La Revue Médicale Suisse introduit un second axe, plus organisationnel. La surreprésentation féminine dans les troubles internalisés — dépression, anxiété — et masculine dans les addictions et conduites à risque commande des stratégies d'aller-vers distinctes. Un dispositif uniforme d'activité physique adaptée reproduit, en pratique, les angles morts qu'il prétend combler. Le cadre normatif de l'ONU et de l'OMS favorable à une approche intersectionnelle exige, côté terrain, un repérage clinique fin du profil de patient et un maillage territorial capable d'orienter effectivement vers des pratiques corporelles complémentaires du suivi psychologique.

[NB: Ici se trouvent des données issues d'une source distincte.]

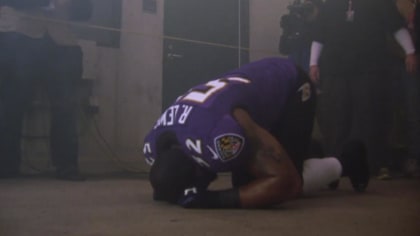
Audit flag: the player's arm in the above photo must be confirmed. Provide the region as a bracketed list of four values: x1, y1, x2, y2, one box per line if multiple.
[179, 109, 302, 208]
[233, 108, 302, 208]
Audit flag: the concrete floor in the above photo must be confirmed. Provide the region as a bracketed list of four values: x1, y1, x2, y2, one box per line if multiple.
[0, 174, 420, 236]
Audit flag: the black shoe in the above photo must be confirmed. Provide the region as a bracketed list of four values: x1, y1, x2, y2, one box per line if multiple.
[56, 169, 86, 182]
[340, 140, 370, 192]
[328, 179, 340, 190]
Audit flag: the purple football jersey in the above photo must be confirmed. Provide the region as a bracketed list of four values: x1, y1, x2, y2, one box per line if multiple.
[143, 58, 298, 172]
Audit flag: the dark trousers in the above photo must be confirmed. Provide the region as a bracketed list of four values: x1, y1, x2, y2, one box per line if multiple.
[317, 71, 392, 171]
[0, 33, 82, 175]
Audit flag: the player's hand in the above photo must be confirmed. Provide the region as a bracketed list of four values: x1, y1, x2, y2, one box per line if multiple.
[309, 65, 319, 84]
[178, 187, 203, 208]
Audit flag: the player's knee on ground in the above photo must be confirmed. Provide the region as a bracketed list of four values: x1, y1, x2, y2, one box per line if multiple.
[149, 149, 195, 203]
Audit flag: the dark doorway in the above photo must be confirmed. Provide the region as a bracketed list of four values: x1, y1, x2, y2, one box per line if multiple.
[162, 0, 249, 108]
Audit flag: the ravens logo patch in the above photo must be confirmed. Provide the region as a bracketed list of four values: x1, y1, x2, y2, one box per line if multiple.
[214, 134, 245, 161]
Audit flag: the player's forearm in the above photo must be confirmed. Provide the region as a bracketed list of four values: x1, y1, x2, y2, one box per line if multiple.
[239, 171, 301, 208]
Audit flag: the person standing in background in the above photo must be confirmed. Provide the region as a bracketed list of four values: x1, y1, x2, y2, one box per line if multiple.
[310, 0, 416, 178]
[388, 0, 420, 179]
[0, 0, 92, 181]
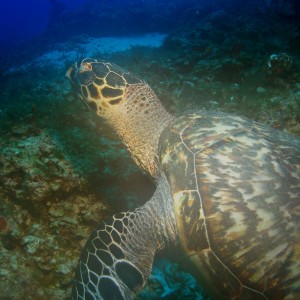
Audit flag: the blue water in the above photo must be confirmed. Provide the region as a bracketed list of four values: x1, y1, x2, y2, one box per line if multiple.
[0, 0, 86, 44]
[0, 0, 300, 300]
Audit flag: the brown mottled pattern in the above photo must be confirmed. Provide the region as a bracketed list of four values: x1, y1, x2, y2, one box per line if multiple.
[159, 112, 300, 300]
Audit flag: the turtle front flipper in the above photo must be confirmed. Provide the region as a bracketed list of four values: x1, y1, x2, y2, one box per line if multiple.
[72, 178, 176, 300]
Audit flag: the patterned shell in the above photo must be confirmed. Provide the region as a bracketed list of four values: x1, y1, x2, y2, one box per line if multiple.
[159, 112, 300, 299]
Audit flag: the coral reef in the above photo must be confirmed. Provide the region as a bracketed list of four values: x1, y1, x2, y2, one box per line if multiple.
[0, 1, 300, 299]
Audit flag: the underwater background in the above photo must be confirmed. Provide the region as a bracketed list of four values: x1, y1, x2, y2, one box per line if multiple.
[0, 0, 300, 299]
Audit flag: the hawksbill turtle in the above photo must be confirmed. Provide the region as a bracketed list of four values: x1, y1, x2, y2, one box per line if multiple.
[66, 58, 300, 300]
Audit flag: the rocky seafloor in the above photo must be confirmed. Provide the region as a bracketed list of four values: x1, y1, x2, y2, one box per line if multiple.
[0, 7, 300, 299]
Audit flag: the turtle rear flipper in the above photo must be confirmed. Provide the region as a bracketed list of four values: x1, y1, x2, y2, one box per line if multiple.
[72, 178, 176, 300]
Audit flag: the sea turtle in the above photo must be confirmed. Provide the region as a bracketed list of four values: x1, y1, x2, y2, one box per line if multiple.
[67, 58, 300, 300]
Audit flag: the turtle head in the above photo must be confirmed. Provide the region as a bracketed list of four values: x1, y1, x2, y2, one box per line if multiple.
[66, 58, 172, 177]
[66, 58, 144, 117]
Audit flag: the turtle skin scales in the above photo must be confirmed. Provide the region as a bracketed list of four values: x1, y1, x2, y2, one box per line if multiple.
[67, 59, 300, 300]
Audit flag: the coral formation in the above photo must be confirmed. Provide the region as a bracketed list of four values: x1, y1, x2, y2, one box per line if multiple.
[0, 1, 300, 299]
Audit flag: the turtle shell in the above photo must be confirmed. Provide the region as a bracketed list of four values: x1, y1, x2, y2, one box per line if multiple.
[159, 112, 300, 299]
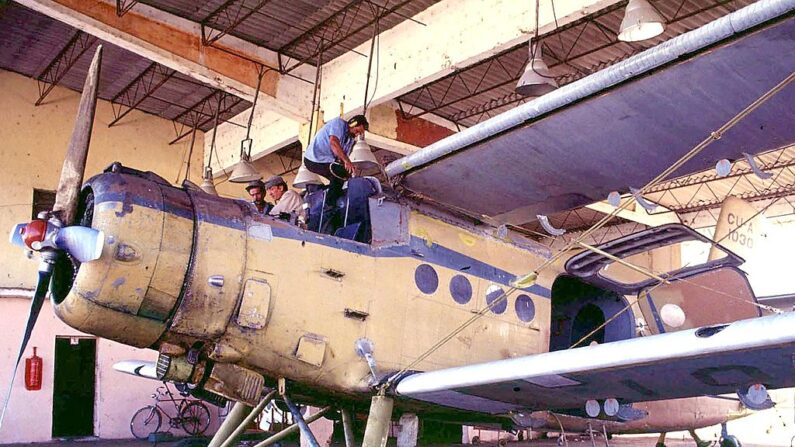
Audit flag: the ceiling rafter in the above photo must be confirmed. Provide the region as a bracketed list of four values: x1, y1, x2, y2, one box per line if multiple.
[397, 0, 749, 126]
[173, 90, 243, 144]
[278, 0, 411, 73]
[199, 0, 270, 45]
[36, 30, 97, 106]
[108, 62, 177, 127]
[116, 0, 138, 17]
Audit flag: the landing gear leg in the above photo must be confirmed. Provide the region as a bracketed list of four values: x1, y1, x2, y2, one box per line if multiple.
[207, 402, 252, 447]
[282, 396, 320, 447]
[362, 395, 394, 447]
[720, 422, 743, 447]
[340, 408, 356, 447]
[588, 422, 596, 447]
[398, 413, 420, 447]
[689, 429, 712, 447]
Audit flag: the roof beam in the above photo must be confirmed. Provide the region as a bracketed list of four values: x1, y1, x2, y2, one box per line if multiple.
[321, 0, 620, 114]
[173, 90, 243, 144]
[36, 30, 97, 106]
[108, 62, 176, 127]
[200, 0, 270, 45]
[585, 202, 681, 227]
[19, 0, 311, 120]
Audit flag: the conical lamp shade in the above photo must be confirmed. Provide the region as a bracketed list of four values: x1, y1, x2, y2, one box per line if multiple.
[618, 0, 665, 42]
[293, 163, 323, 189]
[350, 134, 381, 175]
[229, 155, 262, 183]
[199, 166, 218, 196]
[515, 44, 558, 96]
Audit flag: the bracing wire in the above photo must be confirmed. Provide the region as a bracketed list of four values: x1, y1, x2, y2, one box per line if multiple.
[383, 72, 795, 387]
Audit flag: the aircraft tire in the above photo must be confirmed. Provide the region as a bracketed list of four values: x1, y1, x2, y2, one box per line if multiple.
[720, 435, 743, 447]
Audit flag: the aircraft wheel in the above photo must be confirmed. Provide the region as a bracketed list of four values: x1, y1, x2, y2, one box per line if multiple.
[720, 435, 743, 447]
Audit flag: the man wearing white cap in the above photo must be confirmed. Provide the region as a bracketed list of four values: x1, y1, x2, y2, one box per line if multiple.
[265, 175, 304, 216]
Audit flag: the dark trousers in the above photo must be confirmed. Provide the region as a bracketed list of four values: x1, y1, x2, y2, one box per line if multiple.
[304, 158, 348, 200]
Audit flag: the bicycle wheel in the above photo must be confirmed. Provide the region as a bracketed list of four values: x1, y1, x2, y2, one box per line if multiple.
[179, 401, 210, 435]
[130, 405, 163, 439]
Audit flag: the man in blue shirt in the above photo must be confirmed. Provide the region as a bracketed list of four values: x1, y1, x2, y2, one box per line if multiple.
[304, 115, 369, 192]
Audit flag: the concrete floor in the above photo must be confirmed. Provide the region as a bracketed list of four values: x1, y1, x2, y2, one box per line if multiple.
[0, 436, 766, 447]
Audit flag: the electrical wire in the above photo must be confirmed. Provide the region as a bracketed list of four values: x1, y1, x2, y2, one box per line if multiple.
[362, 5, 381, 115]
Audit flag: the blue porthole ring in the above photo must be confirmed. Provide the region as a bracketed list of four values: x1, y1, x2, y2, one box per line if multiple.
[486, 285, 508, 315]
[450, 275, 472, 304]
[414, 264, 439, 295]
[514, 294, 536, 323]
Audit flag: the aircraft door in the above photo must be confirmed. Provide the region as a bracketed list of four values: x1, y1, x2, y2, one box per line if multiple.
[638, 267, 761, 334]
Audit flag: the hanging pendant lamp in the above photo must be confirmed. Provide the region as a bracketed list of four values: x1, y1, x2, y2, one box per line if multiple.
[350, 134, 381, 175]
[199, 165, 218, 196]
[618, 0, 665, 42]
[229, 138, 262, 183]
[515, 41, 558, 96]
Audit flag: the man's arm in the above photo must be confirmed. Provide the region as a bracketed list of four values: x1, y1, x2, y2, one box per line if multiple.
[328, 135, 355, 175]
[270, 189, 303, 216]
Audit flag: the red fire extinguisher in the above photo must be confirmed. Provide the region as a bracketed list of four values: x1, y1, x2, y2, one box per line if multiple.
[25, 347, 43, 391]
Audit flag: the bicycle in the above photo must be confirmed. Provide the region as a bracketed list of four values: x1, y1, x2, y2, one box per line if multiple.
[130, 382, 210, 439]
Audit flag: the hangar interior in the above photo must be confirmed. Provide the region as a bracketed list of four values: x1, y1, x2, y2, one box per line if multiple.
[0, 0, 795, 445]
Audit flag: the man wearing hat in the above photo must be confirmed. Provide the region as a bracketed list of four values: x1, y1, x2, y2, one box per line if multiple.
[304, 115, 369, 191]
[265, 175, 303, 216]
[246, 180, 273, 214]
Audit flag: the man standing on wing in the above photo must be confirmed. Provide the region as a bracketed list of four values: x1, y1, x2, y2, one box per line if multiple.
[265, 175, 303, 217]
[304, 115, 369, 197]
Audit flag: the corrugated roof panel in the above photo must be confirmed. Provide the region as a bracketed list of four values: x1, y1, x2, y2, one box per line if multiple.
[0, 4, 250, 136]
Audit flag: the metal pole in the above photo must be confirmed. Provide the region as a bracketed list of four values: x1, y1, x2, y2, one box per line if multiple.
[340, 408, 356, 447]
[254, 407, 331, 447]
[207, 402, 251, 447]
[362, 395, 394, 447]
[282, 395, 320, 447]
[219, 390, 276, 447]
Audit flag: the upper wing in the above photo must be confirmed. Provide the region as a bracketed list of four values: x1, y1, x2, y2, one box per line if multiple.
[397, 312, 795, 414]
[113, 360, 160, 380]
[386, 0, 795, 225]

Concrètement, côté cabinet

Trois points opérationnels se dégagent pour le praticien en exercice libéral. D'abord, intégrer à l'anamnèse une évaluation systématique du niveau d'activité physique et de sédentarité, sans la traiter comme un sujet périphérique: ces données font partie du tableau clinique. Ensuite, identifier dans le territoire les relais susceptibles d'accompagner une reprise d'activité physique adaptée, afin de transformer un conseil en orientation effective plutôt qu'en injonction isolée. Enfin, dans une orientation humaniste, accueillir le corps comme vecteur de régulation émotionnelle à part entière: la posture d'écoute bienveillante ne se limite pas au récit verbal, et c'est précisément cette articulation entre parole et sensation qui sert la réconciliation intérieure au cœur du processus thérapeutique.